What is the state of the art way of implementing double precision special functions? I need the following integral: $$ F_m(t) = \int_0^1 u^{2m} e^{-tu^2} d u = {\gamma(m+{1\over 2}, t)\over 2 t^{m+{1\over 2}}} $$ for $m=0, 1, 2, ...$ and $t>0$, which can be written in terms of the lower incomplete gamma function. Here is my Fortran and C implementation:
https://gist.github.com/3764427
which uses series expansion, sums up the terms until the given accuracy, and then uses recursion relations to efficiently obtain values for lower $m$. I tested it well and I get 1e-15 accuracy for all values of parameters that I need, see the Fortran version's comments for details.

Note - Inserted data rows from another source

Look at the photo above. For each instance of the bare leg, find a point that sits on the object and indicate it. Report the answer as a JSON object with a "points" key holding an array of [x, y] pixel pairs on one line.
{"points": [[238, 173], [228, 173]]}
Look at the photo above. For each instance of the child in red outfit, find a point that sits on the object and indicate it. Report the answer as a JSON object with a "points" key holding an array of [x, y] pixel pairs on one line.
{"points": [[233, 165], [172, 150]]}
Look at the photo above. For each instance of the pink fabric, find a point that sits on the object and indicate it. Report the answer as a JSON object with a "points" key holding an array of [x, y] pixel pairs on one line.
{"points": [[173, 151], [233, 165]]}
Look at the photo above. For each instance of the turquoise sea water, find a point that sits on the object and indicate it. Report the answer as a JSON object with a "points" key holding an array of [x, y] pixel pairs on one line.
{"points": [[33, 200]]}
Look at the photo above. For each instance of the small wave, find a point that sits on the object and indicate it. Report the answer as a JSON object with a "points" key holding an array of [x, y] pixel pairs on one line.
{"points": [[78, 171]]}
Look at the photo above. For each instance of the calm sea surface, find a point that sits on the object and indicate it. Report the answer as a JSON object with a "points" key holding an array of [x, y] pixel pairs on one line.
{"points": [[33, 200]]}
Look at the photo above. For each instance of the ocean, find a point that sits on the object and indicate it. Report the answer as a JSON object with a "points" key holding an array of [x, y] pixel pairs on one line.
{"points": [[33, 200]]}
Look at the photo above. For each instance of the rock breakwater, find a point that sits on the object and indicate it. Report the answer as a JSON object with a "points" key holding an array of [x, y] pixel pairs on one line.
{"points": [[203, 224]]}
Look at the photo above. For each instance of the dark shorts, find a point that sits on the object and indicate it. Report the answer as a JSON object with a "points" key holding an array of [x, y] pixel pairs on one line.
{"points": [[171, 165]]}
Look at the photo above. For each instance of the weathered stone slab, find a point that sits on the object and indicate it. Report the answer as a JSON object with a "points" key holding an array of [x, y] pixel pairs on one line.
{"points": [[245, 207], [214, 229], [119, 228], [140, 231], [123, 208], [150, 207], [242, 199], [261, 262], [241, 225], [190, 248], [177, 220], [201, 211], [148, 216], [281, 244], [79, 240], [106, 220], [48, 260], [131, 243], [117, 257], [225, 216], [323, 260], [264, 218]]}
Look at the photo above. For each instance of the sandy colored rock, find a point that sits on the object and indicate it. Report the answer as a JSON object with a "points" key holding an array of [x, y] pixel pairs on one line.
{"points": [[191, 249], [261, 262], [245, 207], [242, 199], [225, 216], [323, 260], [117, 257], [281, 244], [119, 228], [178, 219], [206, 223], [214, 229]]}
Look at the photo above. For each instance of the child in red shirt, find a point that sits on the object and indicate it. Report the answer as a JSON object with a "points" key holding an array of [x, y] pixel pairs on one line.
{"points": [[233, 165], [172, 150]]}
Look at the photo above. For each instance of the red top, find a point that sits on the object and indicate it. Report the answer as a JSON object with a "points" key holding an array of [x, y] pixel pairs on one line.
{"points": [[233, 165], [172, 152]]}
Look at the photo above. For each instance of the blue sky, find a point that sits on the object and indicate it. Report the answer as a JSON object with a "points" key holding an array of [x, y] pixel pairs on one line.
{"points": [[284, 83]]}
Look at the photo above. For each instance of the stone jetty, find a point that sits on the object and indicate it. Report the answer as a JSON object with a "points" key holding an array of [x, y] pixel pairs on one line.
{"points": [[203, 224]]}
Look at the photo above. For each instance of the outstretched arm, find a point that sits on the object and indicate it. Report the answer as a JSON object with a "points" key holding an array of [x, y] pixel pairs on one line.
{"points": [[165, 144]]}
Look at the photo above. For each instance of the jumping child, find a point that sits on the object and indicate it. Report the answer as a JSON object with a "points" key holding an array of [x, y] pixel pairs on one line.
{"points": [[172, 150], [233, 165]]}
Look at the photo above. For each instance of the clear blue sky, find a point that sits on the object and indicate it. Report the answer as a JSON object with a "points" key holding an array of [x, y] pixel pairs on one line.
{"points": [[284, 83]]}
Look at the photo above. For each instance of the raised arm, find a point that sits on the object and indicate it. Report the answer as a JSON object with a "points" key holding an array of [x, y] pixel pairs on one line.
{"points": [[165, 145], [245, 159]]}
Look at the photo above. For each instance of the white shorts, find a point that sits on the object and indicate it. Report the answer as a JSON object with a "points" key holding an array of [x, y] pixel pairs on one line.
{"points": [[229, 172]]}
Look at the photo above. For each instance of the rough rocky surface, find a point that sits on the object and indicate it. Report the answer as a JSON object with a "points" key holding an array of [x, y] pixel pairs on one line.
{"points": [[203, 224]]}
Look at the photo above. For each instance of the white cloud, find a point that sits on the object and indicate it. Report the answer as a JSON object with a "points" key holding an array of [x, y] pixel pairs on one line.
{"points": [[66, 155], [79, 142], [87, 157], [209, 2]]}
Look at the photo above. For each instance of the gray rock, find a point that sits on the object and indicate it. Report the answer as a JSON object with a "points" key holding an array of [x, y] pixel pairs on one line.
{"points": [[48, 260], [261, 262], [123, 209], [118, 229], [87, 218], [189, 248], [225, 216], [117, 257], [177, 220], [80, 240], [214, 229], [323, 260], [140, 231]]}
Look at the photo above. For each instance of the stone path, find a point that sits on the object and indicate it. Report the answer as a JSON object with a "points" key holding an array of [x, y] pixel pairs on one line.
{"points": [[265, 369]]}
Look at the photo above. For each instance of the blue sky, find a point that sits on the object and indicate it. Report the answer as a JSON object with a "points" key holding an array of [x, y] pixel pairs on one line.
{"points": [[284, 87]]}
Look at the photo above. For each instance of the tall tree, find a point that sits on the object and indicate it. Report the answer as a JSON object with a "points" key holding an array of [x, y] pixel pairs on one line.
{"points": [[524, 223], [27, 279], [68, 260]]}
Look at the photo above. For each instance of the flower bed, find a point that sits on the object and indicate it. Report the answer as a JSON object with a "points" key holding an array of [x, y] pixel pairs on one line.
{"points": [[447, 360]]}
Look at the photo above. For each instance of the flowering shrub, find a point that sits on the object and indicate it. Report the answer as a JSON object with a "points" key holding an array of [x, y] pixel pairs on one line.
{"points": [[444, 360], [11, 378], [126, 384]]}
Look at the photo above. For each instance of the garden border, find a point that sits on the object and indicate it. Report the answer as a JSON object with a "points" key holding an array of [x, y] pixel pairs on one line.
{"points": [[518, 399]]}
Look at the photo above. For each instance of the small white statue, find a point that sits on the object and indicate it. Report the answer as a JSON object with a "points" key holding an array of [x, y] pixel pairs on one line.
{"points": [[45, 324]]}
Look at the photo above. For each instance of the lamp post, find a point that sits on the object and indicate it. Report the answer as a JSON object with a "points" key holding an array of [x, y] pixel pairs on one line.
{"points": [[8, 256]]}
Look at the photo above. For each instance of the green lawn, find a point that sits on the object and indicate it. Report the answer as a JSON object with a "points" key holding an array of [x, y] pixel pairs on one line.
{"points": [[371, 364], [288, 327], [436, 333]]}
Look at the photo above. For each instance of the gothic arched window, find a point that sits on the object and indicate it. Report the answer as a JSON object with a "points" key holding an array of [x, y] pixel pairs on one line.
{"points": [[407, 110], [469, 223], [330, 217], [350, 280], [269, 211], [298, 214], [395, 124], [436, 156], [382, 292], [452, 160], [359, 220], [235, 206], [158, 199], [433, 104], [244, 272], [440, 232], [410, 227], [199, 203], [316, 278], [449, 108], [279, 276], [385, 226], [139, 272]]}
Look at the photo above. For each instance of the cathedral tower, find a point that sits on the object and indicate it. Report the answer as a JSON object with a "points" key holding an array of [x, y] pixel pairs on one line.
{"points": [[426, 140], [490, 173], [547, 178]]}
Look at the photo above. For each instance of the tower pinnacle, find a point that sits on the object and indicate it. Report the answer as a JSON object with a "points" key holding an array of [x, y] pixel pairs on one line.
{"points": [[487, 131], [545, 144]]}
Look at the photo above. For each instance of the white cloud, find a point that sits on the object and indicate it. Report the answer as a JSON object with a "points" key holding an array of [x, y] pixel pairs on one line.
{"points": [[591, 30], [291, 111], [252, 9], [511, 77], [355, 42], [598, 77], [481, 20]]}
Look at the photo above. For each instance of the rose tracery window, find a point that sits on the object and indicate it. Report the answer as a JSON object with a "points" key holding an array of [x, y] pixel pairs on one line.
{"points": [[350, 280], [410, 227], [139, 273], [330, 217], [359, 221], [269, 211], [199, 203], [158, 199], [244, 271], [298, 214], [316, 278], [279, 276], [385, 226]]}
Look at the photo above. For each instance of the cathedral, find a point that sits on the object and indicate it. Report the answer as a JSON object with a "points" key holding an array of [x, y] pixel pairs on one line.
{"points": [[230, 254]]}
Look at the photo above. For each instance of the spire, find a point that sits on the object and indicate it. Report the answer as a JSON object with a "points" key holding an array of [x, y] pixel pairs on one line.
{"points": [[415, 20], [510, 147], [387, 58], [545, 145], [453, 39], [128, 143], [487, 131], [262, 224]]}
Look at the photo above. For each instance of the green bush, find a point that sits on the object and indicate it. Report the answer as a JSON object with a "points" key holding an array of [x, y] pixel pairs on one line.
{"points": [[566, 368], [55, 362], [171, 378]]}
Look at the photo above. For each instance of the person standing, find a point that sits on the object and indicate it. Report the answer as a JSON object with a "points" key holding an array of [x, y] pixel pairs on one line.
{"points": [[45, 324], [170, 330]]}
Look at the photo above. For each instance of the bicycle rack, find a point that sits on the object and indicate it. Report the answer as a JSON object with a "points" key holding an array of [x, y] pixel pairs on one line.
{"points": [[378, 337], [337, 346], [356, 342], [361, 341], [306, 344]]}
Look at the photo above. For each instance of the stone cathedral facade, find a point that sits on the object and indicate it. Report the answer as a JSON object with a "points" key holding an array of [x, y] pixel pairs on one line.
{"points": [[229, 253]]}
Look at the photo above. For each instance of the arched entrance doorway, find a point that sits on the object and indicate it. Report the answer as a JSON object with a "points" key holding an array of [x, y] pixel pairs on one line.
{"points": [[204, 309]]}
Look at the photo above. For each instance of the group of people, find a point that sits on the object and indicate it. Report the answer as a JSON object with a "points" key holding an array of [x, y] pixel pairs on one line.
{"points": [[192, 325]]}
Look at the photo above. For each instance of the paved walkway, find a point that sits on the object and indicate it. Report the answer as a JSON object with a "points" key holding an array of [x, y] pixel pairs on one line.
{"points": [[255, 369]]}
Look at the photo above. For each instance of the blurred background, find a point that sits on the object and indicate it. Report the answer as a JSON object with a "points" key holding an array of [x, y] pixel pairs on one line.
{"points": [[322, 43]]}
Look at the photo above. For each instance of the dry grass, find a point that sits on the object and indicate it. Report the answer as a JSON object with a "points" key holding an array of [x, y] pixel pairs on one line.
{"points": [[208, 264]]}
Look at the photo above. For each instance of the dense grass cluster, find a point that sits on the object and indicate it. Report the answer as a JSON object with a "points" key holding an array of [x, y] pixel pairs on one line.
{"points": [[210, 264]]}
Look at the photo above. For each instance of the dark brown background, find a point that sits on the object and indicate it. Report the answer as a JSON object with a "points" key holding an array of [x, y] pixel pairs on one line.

Is there a better way to implement it? Here is a gamma function implementation in gfortran:
https://github.com/mirrors/gcc/blob/master/libgfortran/intrinsics/c99_functions.c#L1781
it is using rational function approximation instead of summing up some infinite series that I am doing. I think that's a better approach, because one should obtain uniform accuracy. Is there some canonical way to approach these things, or does one have to figure out a special algorithm for each special function?
Update 1:
Based on the comments, here is the implementation using SLATEC:
https://gist.github.com/3767621
it reproduces values from my own function, roughly on the level of 1e-15 accuracy. However, I noticed a problem that for t=1e-6 and m=50, the $t^{m+{1\over2}}$ term gets equal to 1e-303 and for higher "m" it simply starts giving incorrect answers. My function doesn't have this problem, because I use a series expansion/recurrence relations directly for $F_m$. Here is an example of a correct value:
$F_{100}$(1e-6)=4.97511945200351715E-003
,
but I can't get this using SLATEC because the denominator blows up. As you can see, the actual value of $F_m$ is nice and small.
Update 2:
To avoid the above problem, one can use the function dgamit
(Tricomi's incomplete Gamma function), then F(m, t) = dgamit(m+0.5_dp, t) * gamma(m+0.5_dp) / 2
, so there is no problem with $t$ anymore, but unfortunately the gamma(m+0.5_dp)
blows up for $m\approx 172$. This however might be high enough $m$ for my purposes.